Chris didn't take in the last part, his attention had been caught at an earlier point.
"Let me get this straight," Chris said slowly. "You haven't seen or spoken to House in two months?"
"Nope."
Chris was astonished and incredulous. This just didn't sit with the House and Wilson he knew; with their twenty-year friendship, heck, twenty-year relationship. With their neighboring offices and shared balcony; with their easy conversation, synchronized walks, and blue eyes and brown eyes communicating silently over the same wavelength. This was... bad. "Have you ever not seen him for that long before?"
"Not for a long time," Wilson admitted. "But I don't want to see him, Chris. I can't stand the thought of seeing him. I went to see him just after Amber died, he was in the hospital too, and I looked at him and I just couldn't bear to be with him anymore." Wilson sounded cold now, remote. "In fact, I'm thinking now that I'm not going to go back to work."
Chris took a moment to absorb this. "You're not going back to Princeton?"
"I'm going home, but I don't think I can go back to work at Princeton Plainsboro.
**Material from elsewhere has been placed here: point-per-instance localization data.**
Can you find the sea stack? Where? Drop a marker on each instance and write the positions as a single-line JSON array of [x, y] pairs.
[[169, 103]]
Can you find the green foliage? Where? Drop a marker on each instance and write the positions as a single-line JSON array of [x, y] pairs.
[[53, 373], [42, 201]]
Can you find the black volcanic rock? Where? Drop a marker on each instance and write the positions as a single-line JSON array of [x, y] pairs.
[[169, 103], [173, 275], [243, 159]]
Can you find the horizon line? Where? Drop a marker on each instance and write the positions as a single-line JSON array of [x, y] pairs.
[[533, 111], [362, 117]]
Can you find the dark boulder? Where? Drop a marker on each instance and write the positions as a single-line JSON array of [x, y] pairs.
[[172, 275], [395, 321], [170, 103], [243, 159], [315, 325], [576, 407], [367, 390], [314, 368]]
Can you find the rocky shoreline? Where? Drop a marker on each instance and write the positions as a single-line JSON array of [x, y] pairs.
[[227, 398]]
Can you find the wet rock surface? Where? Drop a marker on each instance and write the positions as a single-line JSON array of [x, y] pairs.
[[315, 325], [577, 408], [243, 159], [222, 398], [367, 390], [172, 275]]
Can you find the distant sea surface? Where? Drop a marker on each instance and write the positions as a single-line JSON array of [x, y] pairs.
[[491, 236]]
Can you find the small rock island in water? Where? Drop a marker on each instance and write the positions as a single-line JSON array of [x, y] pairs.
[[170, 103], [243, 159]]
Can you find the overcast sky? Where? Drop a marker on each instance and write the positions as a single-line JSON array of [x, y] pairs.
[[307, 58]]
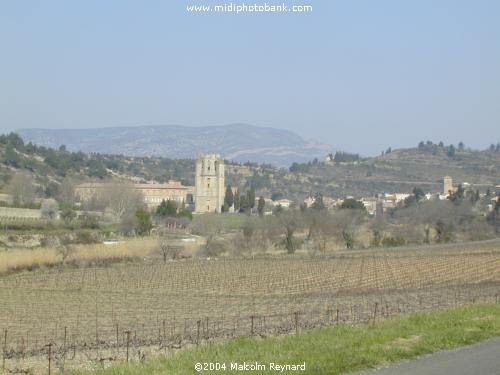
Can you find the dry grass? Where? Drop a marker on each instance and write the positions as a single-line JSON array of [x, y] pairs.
[[19, 259]]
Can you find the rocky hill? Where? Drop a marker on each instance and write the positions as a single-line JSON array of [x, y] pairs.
[[236, 142], [397, 171]]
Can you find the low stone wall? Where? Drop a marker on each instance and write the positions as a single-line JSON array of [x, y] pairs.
[[20, 213]]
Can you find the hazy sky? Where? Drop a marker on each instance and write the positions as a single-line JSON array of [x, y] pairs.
[[359, 75]]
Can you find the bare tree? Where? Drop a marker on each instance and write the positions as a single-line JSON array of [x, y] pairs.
[[66, 193], [168, 250], [209, 226], [22, 189], [49, 209], [122, 198]]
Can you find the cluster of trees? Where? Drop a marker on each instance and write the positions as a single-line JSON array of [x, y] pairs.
[[345, 157], [417, 221], [494, 148], [171, 209], [241, 202]]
How can I?... How can I work with House in the office next door? He killed her, Chris." Wilson turned and looked directly at Chris for the first time. "I'm going to go back and hand in my notice, and pack up and leave. And if I never see House again, I won't be sorry."
This was major shit. Chris looked at Wilson, trying to see past the words, trying to get to the essence of the situation.
And he recollected the intense, passionate physical relationship he'd observed in messy close-up, and realized this wasn't just a broken friendship; this was a soul splitting in two. And Wilson was heartbroken not once, but twice; over the woman he loved who was dead, and the man he loved who had let him down so badly. And the fact that the second had caused the first was fate grabbing Wilson's heart, balling it up and ripping it to shreds.
No wonder Wilson was reacting so strongly.
Chris could only say, "I don't think you should do anything hasty..."
"It's not hasty, I've been thinking about it for two months." Wilson sat up straight.
Chris knew he had only been exposed to a tiny amount of information about a very complicated situation, but he didn't believe for a second that this was it. House and Wilson had worked through bad shit before; there would be a way through this. Even if it took a while to find. He didn't think Wilson would appreciate this thought, though.
Instead Chris observed, "House isn't going to let you go just like that."
"No," Wilson agreed and smiled for the first time, a sad smile. "He'll probably hire a private investigator or something to see what I'm up to."
Chris smiled back. He wanted to reach out and squeeze Wilson's hand, offer comfort, but he didn't actually think Wilson would appreciate it, and he didn't want to be misconstrued.
Instead, he remembered how Linus had forced him to eat at a time when he might have otherwise just let himself collapse. He raised a hand and clicked his fingers to summon the waiter and order lunch.
Wilson demurred again, but Chris wasn't taking no for an answer this time. Wilson insisted he couldn't stomach steak, but Chris managed to get him to eat a little fresh Atlantic salmon, blackened and chargrilled right off the barbecue outside. And when Wilson left a couple of hours later to continue on the road back to Princeton, Chris hoped he'd helped at least a little.